So I've been thinking about this. I still maintain that fdtable helpers
such as replace_fd() are the wrong place to solve any of this. Again,
they shouldn't interfer with other subsystems like epoll or io_uring in
any semantically fundamental way. The exception I can see is that when
the type of fd/file requires specific actions to be performed during
replace such as sockets.

The reason why I keep stressing this is because you'll almost certainly
will come around the corner with more patches in the future to update
other places where the replaced fd implicitly references the old file
even though the fdtable has already been updated to point to the new
file. And if you don't someone else might.

And that to me implies that we want per-subsystem helpers to update the
old file references. What references to update should be selectable by
the supervisor for backward compatibility.

I think that's cleaner API wise and doesn't violate layering quite as badly.
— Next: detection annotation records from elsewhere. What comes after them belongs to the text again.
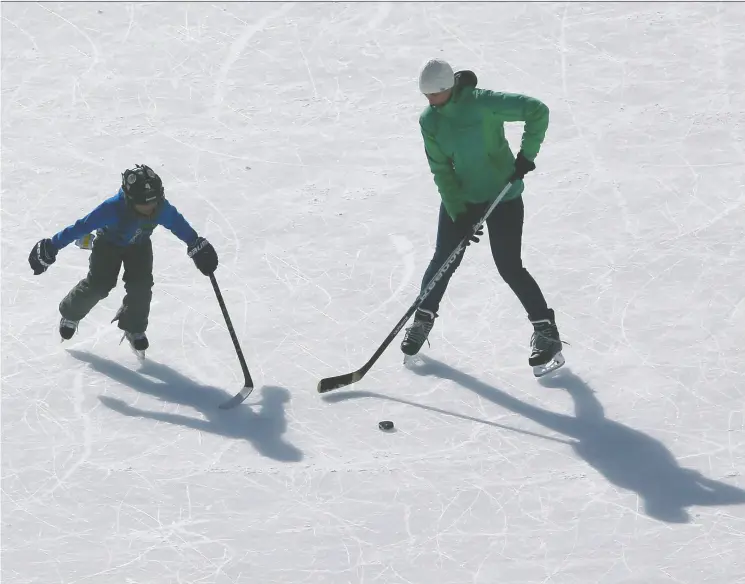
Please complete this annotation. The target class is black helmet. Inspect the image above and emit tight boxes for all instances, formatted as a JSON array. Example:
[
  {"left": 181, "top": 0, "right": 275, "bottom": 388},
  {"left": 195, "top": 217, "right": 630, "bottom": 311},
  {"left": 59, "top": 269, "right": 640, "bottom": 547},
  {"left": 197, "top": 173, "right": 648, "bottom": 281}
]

Another thing that struck me is that you don't require none of the
fdtable locks to do other updates. So here's my
UNTESTED+NON-COMPILING+DRAFT+STRAWMAN+SKETCH proposal:

diff --git a/include/uapi/linux/seccomp.h b/include/uapi/linux/seccomp.h
index 0fdc6ef02b94..82beca4c24da 100644
--- a/include/uapi/linux/seccomp.h
+++ b/include/uapi/linux/seccomp.h
@@ -118,6 +118,13 @@ struct seccomp_notif_resp {
/* valid flags for seccomp_notif_addfd */
#define SECCOMP_ADDFD_FLAG_SETFD (1UL << 0) /* Specify remote fd */
#define SECCOMP_ADDFD_FLAG_SEND (1UL << 1) /* Addfd and return it, atomically */
+#define SECCOMP_ADDFD_FLAG_EPOLL (1UL << 2) /* Update epoll references */
+#define SECCOMP_ADDFD_FLAG_IOURING (1UL << 3) /* Update io_uring references */
+#define SECCOMP_ADDFD_FLAG_FANOTIFY (1UL << 4) /* Update fanotify references (probably nonsensical, but just here for illustration purposes) */
+
+#define SECOMP_ADDFD_FLAG_EVENTS \
+ (SECCOMP_ADDFD_FLAG_EPOLL | SECCOMP_ADDFD_FLAG_IOURING | \
+ SECCOMP_ADDFD_FLAG_FANOTIFY)

/**
* struct seccomp_notif_addfd
diff --git a/kernel/seccomp.c b/kernel/seccomp.c
index cebf26445f9e..02f8b67a9ba2 100644
--- a/kernel/seccomp.c
+++ b/kernel/seccomp.c
@@ -1066,6 +1066,24 @@ static void seccomp_handle_addfd(struct seccomp_kaddfd *addfd, struct seccomp_kn
fd = receive_fd(addfd->file, addfd->flags);
else
fd = receive_fd_replace(addfd->fd, addfd->file, addfd->flags);
+
+ if (fd > 0 && addfd->ioctl_flags & SECCOMP_ADDFD_FLAG_EPOLL) {
+ /*
+ * - retrieve old struct file that addfd->fd refered to if any.
+ * - call your epoll seccomp api to update the references in the epoll instance
+ */
epoll_seccomp_notify()
+ }
+
+ if (fd > 0 && addfd->ioctl_flags & SECCOMP_ADDFD_FLAG_IO_URING) {
+ /*
+ * - call your io_uring seccomp api to update the references in the io_uring instance
+ */
io_uring_seccomp_notify()
+ }
+
+ .
+ . I WILL DEFO NOT COMPILE
+ .
+
addfd->ret = fd;

if (addfd->ioctl_flags & SECCOMP_ADDFD_FLAG_SEND) {
@@ -1613,12 +1631,16 @@ static long seccomp_notify_addfd(struct seccomp_filter *filter,
if (addfd.newfd_flags & ~O_CLOEXEC)
return -EINVAL;

- if (addfd.flags & ~(SECCOMP_ADDFD_FLAG_SETFD | SECCOMP_ADDFD_FLAG_SEND))
+ if (addfd.flags & ~(SECCOMP_ADDFD_FLAG_SETFD | SECCOMP_ADDFD_FLAG_SEND |
+ SECCOMP_ADDFD_FLAG_EPOLL))
return -EINVAL;

if (addfd.newfd && !(addfd.flags & SECCOMP_ADDFD_FLAG_SETFD))
return -EINVAL;

+ if ((flags & SECCOMP_ADDFD_FLAG_EPOLL) && !add.newfd)
+ return -EINVAL;
+
kaddfd.file = fget(addfd.srcfd);
if (!kaddfd.file)
return -EBADF;

You might want to add a new member to struct seccomp_kaddfd so when you replace
the file you can stash the reference to the old file and pass it to the helpers
where things get updated:

struct seccomp_kaddfd {
struct file *file;
+ struct file *old_file;
int fd;
unsigned int flags;
__u32 ioctl_flags;

With this added you can int the future go to each subsystem and ask them to
expose you a function to update file references after you updated it in
the caller's fdtable. But the VFS/fdtable needs nothing to do with this
after replace_fd() has been called.

So then we can place all of these updates under new addfd flags and
maintain backward compatibility for older seccomp clients which I
pointed out in the other mail (So basically yes, we should do flags as
you also asked/suggested in your reply.).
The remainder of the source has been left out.